Konsistensi Sang Pelukis Pastel

0
1155
Suasana Pembukaan Pameran Retrospeksi 50 Tahun Titis Jabaruddin “Garis Liris Titis” di Gedung B Galeri Nasional Indonesia

Lukisan-lukisan pastel terbentang apik di sepanjang dinding Gedung B Galeri Nasional Indonesia. Itulah sebagian karya dari Titis Jabaruddin yang dipajang dalam pameran bertajuk “Garis Liris Titis” yang baru diresmikan pembukaannya pada Selasa malam, 15 Maret 2016. “Saya sudah lama ingin pameran tunggal di Galeri Nasional. Ketika saya mendapatkan kesempatan untuk berpameran tunggal di Galeri Nasional, saya langsung mengiyakan,” tutur Titis.

Pihak Galeri Nasional Indonesia pun merasa sudah saatnya memberikan kesempatan pada seorang pelukis senior yang konsisten berkarya seperti Titis Jabaruddin untuk berpameran tunggal. “Pameran ini merupakan sebuah apresiasi penghargaan kami atas peran serta dan kontribusi Bu Titis dalam seni rupa, agar masyarakat mengapresiasi karya-karya Bu Titis dengan segala makna,” ucap Kepala Galeri Nasional Indonesia, Tubagus ‘Andre’ Sukmana.

Pameran yang diselenggarakan Galeri Nasional Indonesia bekerja sama dengan Beranda Seni Indigo ini merupakan pameran tunggal kesepuluh bagi Titis, namun istimewa karena menjadi pameran retrospektif pertama yang menandai perjalanan Titis Jabaruddin selama 50 tahun berkarya, mulai 1965 hingga 2016. Rentang 50 tahun berkarya itu bukanlah waktu yang pendek. Dalam rentang tersebut, Titis mampu menunjukkan konsistensinya sebagai perupa. “Melalui pameran ini, Bu Titis memberikan contoh eksistensi dan konsistensi seorang pelukis. Poin lainnya adalah edukasi dan apresiasi,” kata Zamrud Setya Negara, Kepala Seksi Pameran dan Kemitraan Galeri Nasional Indonesia.

Konsistensi Titis tersebut tak hanya dalam hal produktivitas mencipta karya, melainkan juga kesetiaannya dalam menggunakan media pastel. “Saya senang saja menggunakan pastel,” ucap Titis singkat.

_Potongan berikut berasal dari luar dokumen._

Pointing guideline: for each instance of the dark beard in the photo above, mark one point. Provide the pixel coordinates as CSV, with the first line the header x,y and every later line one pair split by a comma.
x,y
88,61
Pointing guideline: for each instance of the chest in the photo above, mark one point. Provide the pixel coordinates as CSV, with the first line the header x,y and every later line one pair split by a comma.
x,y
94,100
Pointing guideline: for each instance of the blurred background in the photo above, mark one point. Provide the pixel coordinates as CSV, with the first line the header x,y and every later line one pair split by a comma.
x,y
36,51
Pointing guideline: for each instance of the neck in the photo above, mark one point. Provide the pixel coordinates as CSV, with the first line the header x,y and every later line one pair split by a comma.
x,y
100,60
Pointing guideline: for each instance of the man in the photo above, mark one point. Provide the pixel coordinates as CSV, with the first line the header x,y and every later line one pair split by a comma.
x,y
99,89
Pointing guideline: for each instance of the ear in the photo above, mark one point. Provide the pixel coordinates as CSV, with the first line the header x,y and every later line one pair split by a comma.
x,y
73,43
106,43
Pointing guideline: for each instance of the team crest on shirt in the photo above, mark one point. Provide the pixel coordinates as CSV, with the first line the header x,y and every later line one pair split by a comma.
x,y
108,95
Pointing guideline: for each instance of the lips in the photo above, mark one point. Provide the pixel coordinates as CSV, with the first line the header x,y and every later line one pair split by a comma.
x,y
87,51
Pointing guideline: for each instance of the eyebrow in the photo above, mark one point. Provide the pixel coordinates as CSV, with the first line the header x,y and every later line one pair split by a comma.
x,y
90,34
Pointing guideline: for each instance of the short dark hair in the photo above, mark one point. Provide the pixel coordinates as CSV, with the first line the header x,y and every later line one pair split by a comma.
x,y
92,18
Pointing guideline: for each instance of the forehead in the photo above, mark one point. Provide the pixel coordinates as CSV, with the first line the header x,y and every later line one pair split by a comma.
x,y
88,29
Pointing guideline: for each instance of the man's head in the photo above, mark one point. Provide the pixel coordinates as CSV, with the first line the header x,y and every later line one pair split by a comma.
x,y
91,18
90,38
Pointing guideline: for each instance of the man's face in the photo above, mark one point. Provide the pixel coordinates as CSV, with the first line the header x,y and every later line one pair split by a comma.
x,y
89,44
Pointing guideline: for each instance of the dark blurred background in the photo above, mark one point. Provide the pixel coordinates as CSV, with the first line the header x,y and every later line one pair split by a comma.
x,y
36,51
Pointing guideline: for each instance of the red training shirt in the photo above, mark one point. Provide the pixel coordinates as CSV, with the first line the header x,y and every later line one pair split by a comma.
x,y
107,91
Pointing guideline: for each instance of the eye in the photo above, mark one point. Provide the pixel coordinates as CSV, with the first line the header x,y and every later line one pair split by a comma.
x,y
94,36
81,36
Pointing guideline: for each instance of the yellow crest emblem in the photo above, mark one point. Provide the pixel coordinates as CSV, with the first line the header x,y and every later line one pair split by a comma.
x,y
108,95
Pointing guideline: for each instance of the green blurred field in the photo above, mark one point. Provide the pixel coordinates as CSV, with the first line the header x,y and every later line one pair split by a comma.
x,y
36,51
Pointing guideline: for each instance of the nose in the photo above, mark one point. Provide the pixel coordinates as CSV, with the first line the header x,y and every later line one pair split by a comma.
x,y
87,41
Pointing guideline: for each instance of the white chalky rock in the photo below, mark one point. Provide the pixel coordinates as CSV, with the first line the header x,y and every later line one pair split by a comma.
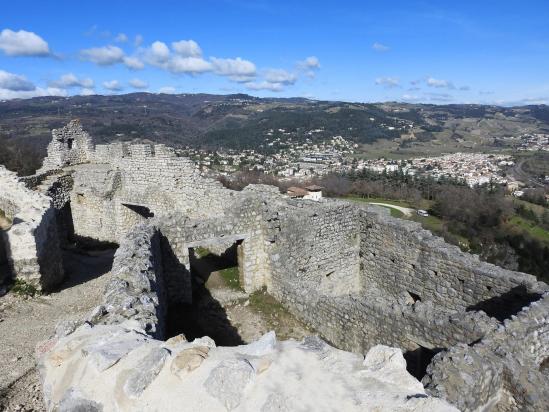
x,y
198,376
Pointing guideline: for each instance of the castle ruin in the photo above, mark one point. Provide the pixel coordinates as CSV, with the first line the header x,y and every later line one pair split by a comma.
x,y
477,334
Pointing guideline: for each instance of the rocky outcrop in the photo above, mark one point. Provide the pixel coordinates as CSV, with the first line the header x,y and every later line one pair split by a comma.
x,y
120,367
31,243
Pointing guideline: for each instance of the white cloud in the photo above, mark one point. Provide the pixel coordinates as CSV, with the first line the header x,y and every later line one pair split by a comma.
x,y
193,65
167,90
15,82
133,63
310,62
388,81
187,48
121,38
280,76
157,54
138,84
113,85
265,85
380,47
6,94
411,98
438,83
103,56
23,43
70,80
238,70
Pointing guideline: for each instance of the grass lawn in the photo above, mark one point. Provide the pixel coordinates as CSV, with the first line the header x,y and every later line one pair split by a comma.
x,y
394,212
533,230
231,277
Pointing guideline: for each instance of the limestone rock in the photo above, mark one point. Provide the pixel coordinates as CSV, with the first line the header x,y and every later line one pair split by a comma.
x,y
228,381
140,378
73,402
260,347
188,360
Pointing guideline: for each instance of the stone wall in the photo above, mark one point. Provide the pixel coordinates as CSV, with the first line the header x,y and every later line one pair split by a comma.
x,y
508,368
32,242
70,145
355,274
137,290
399,257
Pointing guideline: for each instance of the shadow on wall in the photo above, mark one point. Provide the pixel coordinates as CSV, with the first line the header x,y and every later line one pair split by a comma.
x,y
417,361
504,306
205,316
5,271
81,266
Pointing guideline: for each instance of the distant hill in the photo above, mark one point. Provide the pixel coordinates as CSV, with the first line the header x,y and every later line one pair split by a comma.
x,y
242,121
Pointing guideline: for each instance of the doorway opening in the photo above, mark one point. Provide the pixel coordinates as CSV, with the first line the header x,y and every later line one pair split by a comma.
x,y
214,273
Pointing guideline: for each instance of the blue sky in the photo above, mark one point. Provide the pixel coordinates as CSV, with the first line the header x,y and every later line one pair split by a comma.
x,y
416,51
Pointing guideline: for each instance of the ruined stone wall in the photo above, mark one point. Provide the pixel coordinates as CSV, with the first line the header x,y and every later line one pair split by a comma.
x,y
32,242
242,222
137,290
315,246
506,368
70,145
399,257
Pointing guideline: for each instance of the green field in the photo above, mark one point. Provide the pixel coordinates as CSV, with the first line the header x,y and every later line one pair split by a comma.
x,y
394,212
231,277
533,230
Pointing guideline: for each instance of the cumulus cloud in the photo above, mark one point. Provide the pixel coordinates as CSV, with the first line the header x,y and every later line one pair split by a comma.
x,y
410,98
438,83
15,82
113,85
388,82
265,85
380,47
138,84
238,70
86,92
103,56
158,54
23,43
310,62
133,63
6,94
167,90
70,80
191,65
280,76
187,48
121,38
440,97
309,66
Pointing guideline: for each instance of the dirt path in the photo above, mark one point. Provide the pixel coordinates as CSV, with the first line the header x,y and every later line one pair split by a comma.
x,y
26,321
254,315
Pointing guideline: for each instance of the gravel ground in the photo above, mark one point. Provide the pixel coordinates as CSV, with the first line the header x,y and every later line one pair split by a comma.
x,y
25,321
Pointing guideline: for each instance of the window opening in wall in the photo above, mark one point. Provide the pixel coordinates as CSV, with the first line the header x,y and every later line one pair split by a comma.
x,y
417,360
140,210
506,305
415,296
544,366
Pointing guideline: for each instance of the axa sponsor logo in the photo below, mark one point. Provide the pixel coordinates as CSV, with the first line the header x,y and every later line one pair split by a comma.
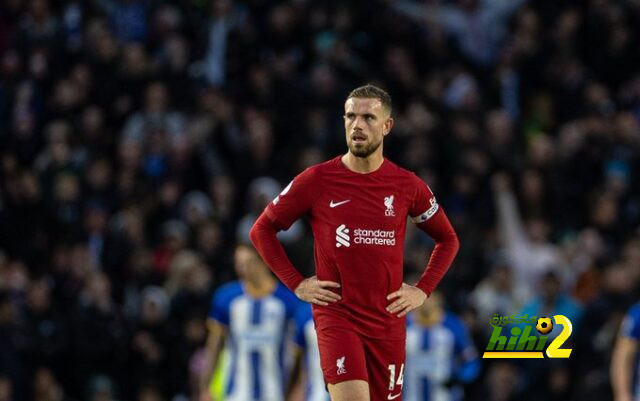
x,y
361,236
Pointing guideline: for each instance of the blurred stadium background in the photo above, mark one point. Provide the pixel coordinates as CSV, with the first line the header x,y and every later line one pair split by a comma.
x,y
140,139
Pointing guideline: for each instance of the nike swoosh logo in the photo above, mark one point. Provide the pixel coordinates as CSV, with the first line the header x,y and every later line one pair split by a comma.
x,y
332,204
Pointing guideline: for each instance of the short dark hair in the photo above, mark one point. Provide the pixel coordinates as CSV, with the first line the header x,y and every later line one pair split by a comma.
x,y
372,91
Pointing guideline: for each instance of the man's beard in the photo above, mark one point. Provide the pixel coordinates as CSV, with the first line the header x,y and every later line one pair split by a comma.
x,y
364,151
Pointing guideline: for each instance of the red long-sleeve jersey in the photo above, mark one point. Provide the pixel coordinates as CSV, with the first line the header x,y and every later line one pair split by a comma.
x,y
358,222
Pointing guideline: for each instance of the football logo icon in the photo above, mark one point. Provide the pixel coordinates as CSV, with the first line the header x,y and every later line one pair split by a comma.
x,y
544,325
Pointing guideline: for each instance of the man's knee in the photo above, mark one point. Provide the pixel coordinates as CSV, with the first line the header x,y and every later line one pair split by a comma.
x,y
351,390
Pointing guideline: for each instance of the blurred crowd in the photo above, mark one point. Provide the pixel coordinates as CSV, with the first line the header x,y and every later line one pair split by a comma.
x,y
140,139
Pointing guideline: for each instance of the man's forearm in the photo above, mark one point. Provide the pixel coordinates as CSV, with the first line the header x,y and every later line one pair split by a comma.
x,y
439,228
621,367
263,235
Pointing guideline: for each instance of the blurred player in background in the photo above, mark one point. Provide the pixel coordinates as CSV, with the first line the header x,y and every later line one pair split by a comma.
x,y
358,204
252,315
440,354
307,357
625,365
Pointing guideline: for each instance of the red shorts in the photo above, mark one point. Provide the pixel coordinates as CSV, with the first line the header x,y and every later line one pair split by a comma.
x,y
347,355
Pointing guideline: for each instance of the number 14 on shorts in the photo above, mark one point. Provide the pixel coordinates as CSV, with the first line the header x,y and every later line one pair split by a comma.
x,y
392,376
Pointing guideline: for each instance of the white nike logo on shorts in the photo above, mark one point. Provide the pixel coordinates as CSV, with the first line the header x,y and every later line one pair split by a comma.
x,y
332,205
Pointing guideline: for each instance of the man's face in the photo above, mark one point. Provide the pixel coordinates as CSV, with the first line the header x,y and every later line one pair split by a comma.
x,y
366,122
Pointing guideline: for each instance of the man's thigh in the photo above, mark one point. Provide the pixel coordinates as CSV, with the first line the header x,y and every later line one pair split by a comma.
x,y
351,390
342,355
385,368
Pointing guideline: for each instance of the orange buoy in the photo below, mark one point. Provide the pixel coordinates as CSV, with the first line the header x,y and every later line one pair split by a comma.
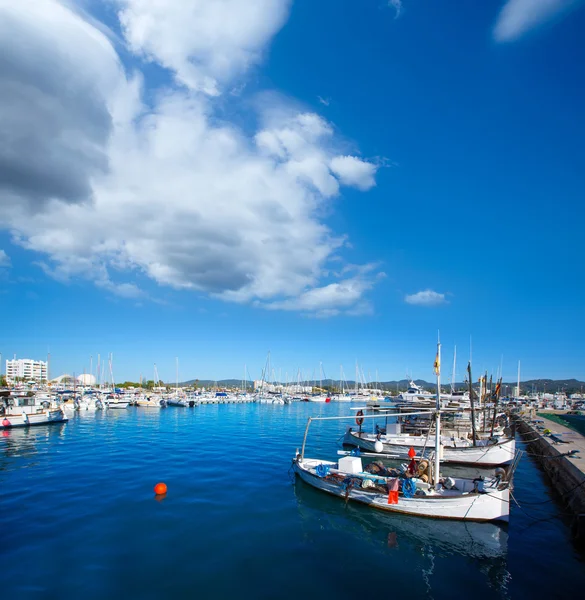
x,y
160,488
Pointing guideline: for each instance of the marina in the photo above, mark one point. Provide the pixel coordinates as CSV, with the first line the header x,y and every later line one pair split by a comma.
x,y
233,503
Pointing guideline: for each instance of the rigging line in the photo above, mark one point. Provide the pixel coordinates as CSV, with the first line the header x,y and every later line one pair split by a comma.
x,y
553,499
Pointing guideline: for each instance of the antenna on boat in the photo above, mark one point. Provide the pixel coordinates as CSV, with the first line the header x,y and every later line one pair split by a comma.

Beberapa karya pastelnya tersebut menampilkan kesan kabut. “Saya memang suka kabut. Seperti tak berujung. Itu pengembaraan yang tak terbatas,” tegasnya.

Menanggapi karya-karya Titis yang didominasi pastel, Andre berkomentar positif. “Jangan mengira bahwa lukisan cat minyak lebih berharga dari pastel dan drawing. Dalam kacamata yang sesungguhnya, semua karya seni rupa bernilai sama, bergantung gagasan atau ide-ide yang tertuang dalam bahasa visual tersebut,” ungkapnya.

Selain pastel, Titis juga berekslplorasi dengan media dan teknik cat minyak, tinta cina, cat akrilik, seni grafis hingga digital art. Eksplorasinya juga diterapkan dalam hal pemilihan tema lukisan. Titis mengusung gagasan dari apa yang dilihat, dirasakan, dan dilaluinya. “Semua karya-karya yang saya tampilkan di pameran ini berasal dari pengalaman dan pergaulan,” ucap Titis.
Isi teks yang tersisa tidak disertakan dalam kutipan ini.